Cumhurbaşkanı Erdoğan, aynı şekilde Mısır’ın demokratik yollarla seçilmiş ilk Cumhurbaşkanı Muhammed Mursi’nin şehadetinin de tüm yönleriyle araştırılması gerektiğini vurgulayarak, altı yıldır darbe mahkemelerinde yargılanan Mursi’nin şüpheli bir şekilde 16 Haziran’da duruşma salonunda vefat ettiğini hatırlattı.

“MURSİ KONUSUNDA DARBECİLERİN AÇIKLAMALARI VİCDANLARI TATMİN ETMEKTEN UZAK”

“Yaklaşık yarım saat orada hiçbir müdahale yapılmaksızın ölümü beklenen Mursi konusunda darbecilerin yaptığı açıklamalar vicdanları tatmin etmekten uzaktır” diyen Cumhurbaşkanı Erdoğan, G-20 liderlerinden Mursi’nin vefatı karşısında, demokrasiye ve insani değerlere daha fazla sahip çıkmalarını beklemiş olduklarını dile getirdi.

Cumhurbaşkanı Erdoğan, Mursi’nin adli tıp kontrolü yapılmadan defnedilmesinin düşündürücü olduğuna işaret ederek, “Aksi takdirde burada şaibelerin olduğu açıktır, nettir ve bunun hesabını aslında Birleşmiş Milletler başta olmak üzere, tüm siyasiler üzerine gitmek suretiyle sormalıyız” dedi.

Mısır’daki idam kararlarına Batılı ülke ve insan hakları kuruluşlarının sessiz kalmasını eleştiren Cumhurbaşkanı Erdoğan, bu ülke ve kuruluşların konu Türkiye olunca ortalığı ayağa kaldırdığını, darbecilerin bile idamının tartışılmasını kabul edilemez bulduklarını söyledi.

Cumhurbaşkanı Erdoğan, 25 Şubat’ta 9 Mısırlı gencin idam edilmesinden sadece 5 gün sonra yapılan zirvede, AB üyesi ülkelerin Şarm el Şeyh’te bir araya geldiklerini hatırlatarak, “Bu zirve sırasında Avrupalı liderler darbecilerin elini sıkmakta hiçbir beis görmemiştir. Ne Kaşıkçı cinayetinin ne de Cumhurbaşkanı Mursi’nin şaibelerle dolu vefatının gündemden düşürülmesine izin verilmemelidir. Uluslararası basının tıpkı Kaşıkçı cinayetinde olduğu gibi Mursi’nin şüpheli ölümünün de üzerine cesaretle gideceğine inanıyorum” ifadesini kullandı.

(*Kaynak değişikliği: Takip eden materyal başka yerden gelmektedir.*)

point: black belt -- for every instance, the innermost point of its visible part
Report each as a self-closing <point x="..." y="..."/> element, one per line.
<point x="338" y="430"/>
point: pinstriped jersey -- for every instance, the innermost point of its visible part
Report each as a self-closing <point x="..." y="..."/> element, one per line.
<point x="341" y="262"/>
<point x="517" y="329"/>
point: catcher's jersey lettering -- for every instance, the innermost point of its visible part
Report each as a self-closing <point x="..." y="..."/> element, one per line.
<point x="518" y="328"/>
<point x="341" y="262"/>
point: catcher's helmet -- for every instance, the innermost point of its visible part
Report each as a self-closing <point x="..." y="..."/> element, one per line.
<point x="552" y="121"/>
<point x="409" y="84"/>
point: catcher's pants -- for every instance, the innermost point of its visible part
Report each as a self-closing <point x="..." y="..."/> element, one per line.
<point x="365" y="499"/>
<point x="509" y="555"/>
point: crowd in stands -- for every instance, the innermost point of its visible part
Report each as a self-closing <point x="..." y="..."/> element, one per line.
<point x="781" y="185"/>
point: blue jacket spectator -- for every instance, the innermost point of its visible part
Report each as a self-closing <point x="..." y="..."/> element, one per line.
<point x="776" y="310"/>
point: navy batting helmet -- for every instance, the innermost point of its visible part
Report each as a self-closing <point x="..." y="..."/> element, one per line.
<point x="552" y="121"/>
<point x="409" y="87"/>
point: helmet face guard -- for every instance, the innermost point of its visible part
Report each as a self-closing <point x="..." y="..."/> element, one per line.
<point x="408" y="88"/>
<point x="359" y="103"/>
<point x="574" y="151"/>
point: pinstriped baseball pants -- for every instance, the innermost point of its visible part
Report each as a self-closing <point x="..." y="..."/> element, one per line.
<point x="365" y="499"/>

Cumhurbaşkanı Erdoğan, sosyal medyada yalan ve provokatif haberlerin hızla yaydığına işaret ederek, kişisel verilerin korunması ve bireyin mahremiyetine saygı gösterilmesinin daha önce hiç olmadığı kadar yara aldığını sözlerine ekledi.

“ÖZGÜRLÜK-GÜVENLİK DENGESİ KORUNMALI”

Siber saldırıların büyük şirketlerden devlet kurumlarına hatta demokratik seçimlere kadar hemen her şeyin güvenliğini tehdit ettiğinin altını çizen Cumhurbaşkanı Erdoğan, bilhassa terör örgütlerinin bu boşluğu kendi propagandalarını yapmak, yeni militanlar devşirmek için istismar ettiklerinin görüldüğünü söyledi.

Özgürlük, güvenlik dengesinin korunarak, iletişim teknolojilerini daha güvenilir hâle getirecek düzenlemelerin hayata geçirilmesinin şart olduğunu vurgulayan Cumhurbaşkanı Erdoğan, bu konularda G-20 ülkeleri arasında hassasiyetin arttığına şahit olunduğunu kaydetti.

Cumhurbaşkanı Erdoğan, bu sene, “yapay zekâ, 5G ve nesnelerin interneti” gibi güncel teknolojiler ile inovasyonun ekonomi ve toplumlara fayda sağlayacağı şekilde kullanılmasının önemine dikkati çektiklerini belirterek, yapay zekânın insanı merkeze alan bir yaklaşımla ele alınması gerektiğinin altını çizdiklerini aktardı.

Zirvede özellikle israfın önlenmesi ve azaltılması konusundaki kararlılıklarını tekrar teyit ettiklerini aktaran Cumhurbaşkanı Erdoğan, istihdam politikaları, çocuk işçiliği, zorla çalıştırma, insan kaçakçılığı ve modern köleliğin bitirilmesi, kadın istihdamını artırmaya yönelik daha fazla çalışma yapılması konularında taahhütte bulunduklarını belirtti.

“192 DEVLETİN KADERİ, 5 DAİMİ ÜLKENİN İNSAFINA TERK EDİLMEMELİ”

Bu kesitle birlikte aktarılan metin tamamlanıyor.